Existing studies have shown (as described in Section 3.1) that 12-HETE activates the NOX system to generate ROS, causing oxidative stress and triggering inflammation in the retina. Nevertheless, the specific mechanism by which 12-HETE activates NOX remains unclear. An unresolved issue regarding 12-HETE is whether its cellular effects are mediated by its binding to a receptor or acting as a second messenger. G protein-coupled receptor 31 (GPR31) is a specific receptor with high affinity for 12-HETE and renamed as 12-HETER.Citation33 12-HETE–GPR31 mediates a variety of signaling pathways, such as MAPK, MEK, and NF-κB.Citation34 It is involved in thrombosis, hepatic ischemia-reperfusion injury, and regulation of cancer proliferation, migration, and invasion, implicating its relevance in inflammation and angiogenesis.Citation58–62 As the development of 12-LOX inhibitors has been challenged by the structural and functional differences of enzymes among species, it can be worth concentrating on 12-HETE and its receptors.
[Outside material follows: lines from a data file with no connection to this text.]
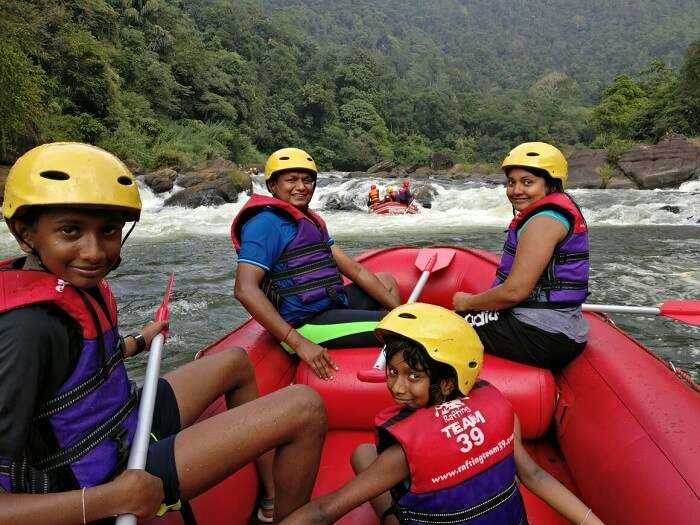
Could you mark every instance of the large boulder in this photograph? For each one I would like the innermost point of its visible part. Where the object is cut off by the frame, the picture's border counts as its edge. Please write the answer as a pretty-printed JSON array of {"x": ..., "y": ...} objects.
[
  {"x": 440, "y": 161},
  {"x": 4, "y": 170},
  {"x": 215, "y": 182},
  {"x": 585, "y": 167},
  {"x": 424, "y": 194},
  {"x": 667, "y": 164}
]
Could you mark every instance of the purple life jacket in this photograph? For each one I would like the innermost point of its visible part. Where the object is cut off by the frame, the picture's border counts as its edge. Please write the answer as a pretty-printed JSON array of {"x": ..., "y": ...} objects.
[
  {"x": 460, "y": 456},
  {"x": 310, "y": 263},
  {"x": 92, "y": 416},
  {"x": 564, "y": 282}
]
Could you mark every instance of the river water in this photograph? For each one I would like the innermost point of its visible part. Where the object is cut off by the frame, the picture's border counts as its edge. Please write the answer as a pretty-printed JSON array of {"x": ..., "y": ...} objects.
[{"x": 641, "y": 254}]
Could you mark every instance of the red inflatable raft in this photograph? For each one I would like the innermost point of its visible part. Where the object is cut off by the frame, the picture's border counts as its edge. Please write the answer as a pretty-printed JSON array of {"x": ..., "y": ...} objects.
[
  {"x": 394, "y": 208},
  {"x": 616, "y": 426}
]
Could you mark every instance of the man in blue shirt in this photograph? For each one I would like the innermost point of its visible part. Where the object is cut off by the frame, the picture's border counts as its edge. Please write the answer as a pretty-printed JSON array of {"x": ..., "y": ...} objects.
[{"x": 290, "y": 271}]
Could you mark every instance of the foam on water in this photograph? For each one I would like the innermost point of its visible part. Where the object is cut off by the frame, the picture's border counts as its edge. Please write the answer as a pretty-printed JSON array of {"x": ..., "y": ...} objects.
[{"x": 455, "y": 204}]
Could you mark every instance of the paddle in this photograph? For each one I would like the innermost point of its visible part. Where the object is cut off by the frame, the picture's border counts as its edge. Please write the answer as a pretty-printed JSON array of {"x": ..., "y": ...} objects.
[
  {"x": 684, "y": 310},
  {"x": 139, "y": 448},
  {"x": 427, "y": 261}
]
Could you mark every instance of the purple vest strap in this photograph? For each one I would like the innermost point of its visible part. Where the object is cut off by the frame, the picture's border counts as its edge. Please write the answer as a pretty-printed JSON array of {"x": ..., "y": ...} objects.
[{"x": 565, "y": 279}]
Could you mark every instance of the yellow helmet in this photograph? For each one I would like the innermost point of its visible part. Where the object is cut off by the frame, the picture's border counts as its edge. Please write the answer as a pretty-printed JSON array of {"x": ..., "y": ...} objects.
[
  {"x": 70, "y": 174},
  {"x": 539, "y": 155},
  {"x": 444, "y": 335},
  {"x": 289, "y": 159}
]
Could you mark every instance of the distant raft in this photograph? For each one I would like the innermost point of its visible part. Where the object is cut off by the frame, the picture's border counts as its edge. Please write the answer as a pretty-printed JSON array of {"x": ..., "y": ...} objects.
[
  {"x": 616, "y": 426},
  {"x": 394, "y": 208}
]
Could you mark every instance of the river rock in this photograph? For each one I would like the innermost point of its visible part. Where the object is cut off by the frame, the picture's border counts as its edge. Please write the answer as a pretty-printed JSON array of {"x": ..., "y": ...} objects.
[
  {"x": 162, "y": 180},
  {"x": 440, "y": 161},
  {"x": 424, "y": 194},
  {"x": 667, "y": 164},
  {"x": 4, "y": 170},
  {"x": 215, "y": 182},
  {"x": 620, "y": 182},
  {"x": 585, "y": 167}
]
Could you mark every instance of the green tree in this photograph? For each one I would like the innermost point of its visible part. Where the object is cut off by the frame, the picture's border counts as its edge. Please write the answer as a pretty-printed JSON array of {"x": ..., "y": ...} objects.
[
  {"x": 621, "y": 103},
  {"x": 22, "y": 88}
]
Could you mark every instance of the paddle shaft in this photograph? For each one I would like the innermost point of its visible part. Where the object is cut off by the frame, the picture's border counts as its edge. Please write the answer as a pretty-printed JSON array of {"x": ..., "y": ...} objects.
[
  {"x": 380, "y": 362},
  {"x": 139, "y": 448},
  {"x": 618, "y": 309}
]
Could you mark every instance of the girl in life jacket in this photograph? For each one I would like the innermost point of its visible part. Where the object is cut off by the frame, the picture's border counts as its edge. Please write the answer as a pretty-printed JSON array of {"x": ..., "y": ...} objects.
[
  {"x": 532, "y": 313},
  {"x": 373, "y": 196},
  {"x": 67, "y": 409},
  {"x": 290, "y": 271},
  {"x": 450, "y": 450}
]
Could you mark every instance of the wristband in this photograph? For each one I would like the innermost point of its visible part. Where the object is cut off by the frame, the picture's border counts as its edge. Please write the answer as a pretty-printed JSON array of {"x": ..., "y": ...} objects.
[{"x": 140, "y": 342}]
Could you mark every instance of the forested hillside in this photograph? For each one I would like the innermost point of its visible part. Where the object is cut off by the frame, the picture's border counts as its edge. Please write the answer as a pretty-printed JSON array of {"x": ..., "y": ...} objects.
[{"x": 164, "y": 81}]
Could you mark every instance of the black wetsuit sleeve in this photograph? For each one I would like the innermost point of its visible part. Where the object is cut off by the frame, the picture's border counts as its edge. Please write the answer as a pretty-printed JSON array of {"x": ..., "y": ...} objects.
[{"x": 36, "y": 357}]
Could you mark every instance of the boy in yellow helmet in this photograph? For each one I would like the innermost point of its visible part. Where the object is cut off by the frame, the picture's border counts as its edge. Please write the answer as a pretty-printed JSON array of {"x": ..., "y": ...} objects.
[{"x": 67, "y": 409}]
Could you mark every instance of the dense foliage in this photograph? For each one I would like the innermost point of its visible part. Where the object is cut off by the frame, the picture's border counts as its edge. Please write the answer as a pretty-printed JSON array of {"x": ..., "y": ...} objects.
[{"x": 166, "y": 81}]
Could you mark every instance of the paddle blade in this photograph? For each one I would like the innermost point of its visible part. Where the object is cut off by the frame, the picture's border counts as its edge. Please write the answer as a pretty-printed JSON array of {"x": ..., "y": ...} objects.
[
  {"x": 372, "y": 375},
  {"x": 686, "y": 311},
  {"x": 433, "y": 259}
]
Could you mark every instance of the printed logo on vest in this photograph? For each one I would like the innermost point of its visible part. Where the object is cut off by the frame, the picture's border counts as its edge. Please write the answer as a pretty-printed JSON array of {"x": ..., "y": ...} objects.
[{"x": 462, "y": 424}]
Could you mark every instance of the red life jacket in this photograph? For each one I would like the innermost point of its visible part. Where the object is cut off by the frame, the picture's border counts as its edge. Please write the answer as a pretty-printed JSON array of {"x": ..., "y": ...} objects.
[
  {"x": 93, "y": 414},
  {"x": 460, "y": 457},
  {"x": 309, "y": 263},
  {"x": 373, "y": 196}
]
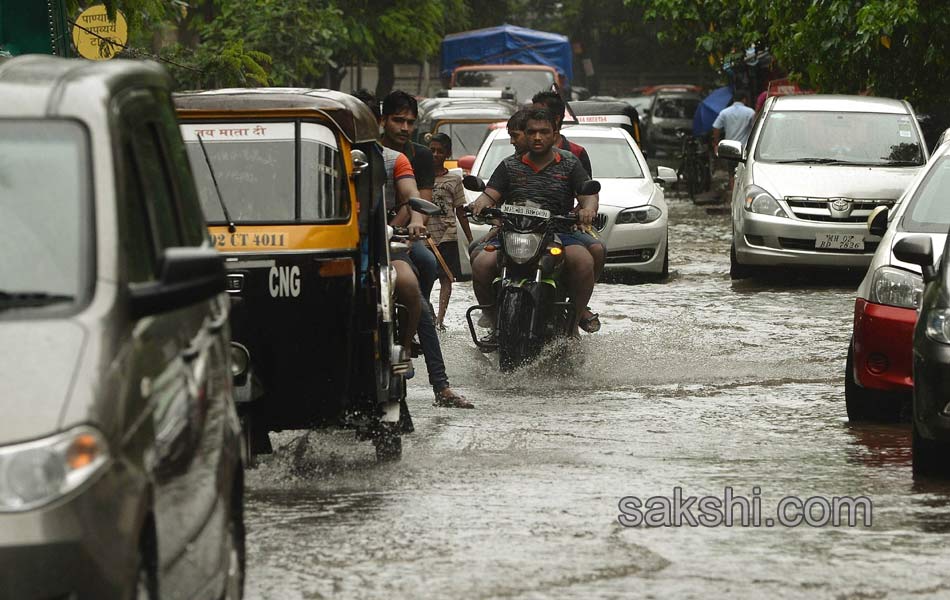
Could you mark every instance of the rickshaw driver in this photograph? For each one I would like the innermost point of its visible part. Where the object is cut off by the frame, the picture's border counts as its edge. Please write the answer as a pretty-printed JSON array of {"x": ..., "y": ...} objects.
[{"x": 545, "y": 174}]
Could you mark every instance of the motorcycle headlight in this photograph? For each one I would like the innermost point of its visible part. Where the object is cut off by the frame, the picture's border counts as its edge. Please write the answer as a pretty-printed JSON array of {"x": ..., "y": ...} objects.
[
  {"x": 938, "y": 325},
  {"x": 521, "y": 247},
  {"x": 640, "y": 214},
  {"x": 896, "y": 287},
  {"x": 761, "y": 202},
  {"x": 38, "y": 472}
]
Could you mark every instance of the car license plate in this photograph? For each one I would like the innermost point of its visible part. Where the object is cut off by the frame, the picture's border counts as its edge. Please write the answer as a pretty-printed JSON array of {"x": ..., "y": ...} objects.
[
  {"x": 526, "y": 211},
  {"x": 839, "y": 241}
]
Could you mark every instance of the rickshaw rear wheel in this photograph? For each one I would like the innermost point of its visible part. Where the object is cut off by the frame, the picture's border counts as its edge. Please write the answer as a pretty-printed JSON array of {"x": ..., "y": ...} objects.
[{"x": 388, "y": 444}]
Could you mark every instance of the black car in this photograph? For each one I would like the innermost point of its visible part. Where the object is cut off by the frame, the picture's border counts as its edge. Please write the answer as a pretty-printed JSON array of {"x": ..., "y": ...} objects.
[{"x": 931, "y": 406}]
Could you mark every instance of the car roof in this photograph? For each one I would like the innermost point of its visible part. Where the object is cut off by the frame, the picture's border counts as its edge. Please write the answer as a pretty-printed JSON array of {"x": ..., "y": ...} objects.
[
  {"x": 350, "y": 114},
  {"x": 45, "y": 86},
  {"x": 839, "y": 103}
]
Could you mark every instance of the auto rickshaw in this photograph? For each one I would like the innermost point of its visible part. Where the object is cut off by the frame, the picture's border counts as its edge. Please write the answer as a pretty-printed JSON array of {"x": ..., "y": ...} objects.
[{"x": 290, "y": 183}]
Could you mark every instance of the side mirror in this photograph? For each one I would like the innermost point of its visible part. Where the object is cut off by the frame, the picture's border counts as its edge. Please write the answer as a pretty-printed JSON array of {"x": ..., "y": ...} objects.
[
  {"x": 589, "y": 188},
  {"x": 467, "y": 162},
  {"x": 666, "y": 175},
  {"x": 730, "y": 150},
  {"x": 877, "y": 221},
  {"x": 188, "y": 275},
  {"x": 424, "y": 206},
  {"x": 472, "y": 183},
  {"x": 917, "y": 250},
  {"x": 360, "y": 161}
]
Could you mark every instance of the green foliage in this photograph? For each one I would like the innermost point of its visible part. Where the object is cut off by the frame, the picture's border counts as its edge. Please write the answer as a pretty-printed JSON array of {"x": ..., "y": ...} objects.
[{"x": 894, "y": 48}]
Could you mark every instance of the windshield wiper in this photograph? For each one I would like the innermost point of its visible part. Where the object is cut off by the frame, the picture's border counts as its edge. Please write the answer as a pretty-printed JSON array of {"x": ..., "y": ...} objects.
[
  {"x": 214, "y": 180},
  {"x": 31, "y": 299}
]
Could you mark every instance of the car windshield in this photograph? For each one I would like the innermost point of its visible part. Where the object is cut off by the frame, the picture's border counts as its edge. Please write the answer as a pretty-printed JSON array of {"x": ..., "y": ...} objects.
[
  {"x": 44, "y": 220},
  {"x": 524, "y": 83},
  {"x": 467, "y": 138},
  {"x": 675, "y": 108},
  {"x": 610, "y": 158},
  {"x": 839, "y": 137},
  {"x": 928, "y": 210},
  {"x": 255, "y": 167}
]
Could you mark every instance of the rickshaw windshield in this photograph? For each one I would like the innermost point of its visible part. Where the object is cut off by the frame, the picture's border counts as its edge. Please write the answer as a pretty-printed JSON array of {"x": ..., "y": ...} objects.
[
  {"x": 255, "y": 165},
  {"x": 44, "y": 221}
]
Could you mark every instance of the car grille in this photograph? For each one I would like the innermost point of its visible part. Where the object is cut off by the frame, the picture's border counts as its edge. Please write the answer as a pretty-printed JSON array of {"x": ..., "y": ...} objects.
[
  {"x": 809, "y": 244},
  {"x": 818, "y": 209}
]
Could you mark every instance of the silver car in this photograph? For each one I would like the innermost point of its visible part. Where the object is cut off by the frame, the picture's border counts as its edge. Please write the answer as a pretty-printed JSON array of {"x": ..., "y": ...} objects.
[
  {"x": 120, "y": 461},
  {"x": 813, "y": 170}
]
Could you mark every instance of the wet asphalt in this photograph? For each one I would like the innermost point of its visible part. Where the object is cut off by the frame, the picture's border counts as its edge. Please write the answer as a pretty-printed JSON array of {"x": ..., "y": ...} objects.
[{"x": 697, "y": 383}]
To summarize, an in-depth exploration of the role of lipid metabolism such as 12-LOX and 12-HETE in DR would help elucidate the pathogenesis of this disease, thereby, providing a potential new strategy for treatment of DR.

Disclosure statement

No potential conflict of interest was reported by the author(s).

Additional information

Funding

This work was funded by Chinese National Nature Science Foundation [Project number 82071012], The Project of Shanghai Shen Kang Hospital Development Centre SHDC2018110,SHDC2020CR30538 [Grant No. SHDC2020CR30538 and SHDC2018110], Shanghai engineering research center of precise diagnosis and treatment of eye diseases, Shanghai, China [Project No. 19DZ2250100], The Science and Technology Commission of Shanghai Municipality [Project No. 20DZ1100200], Shanghai public health system three-year plan-Key Subjects [Project No. GWV10.1-XK7], and Shanghai General Hospital, Clinical Research [CTCCR-2018Z01].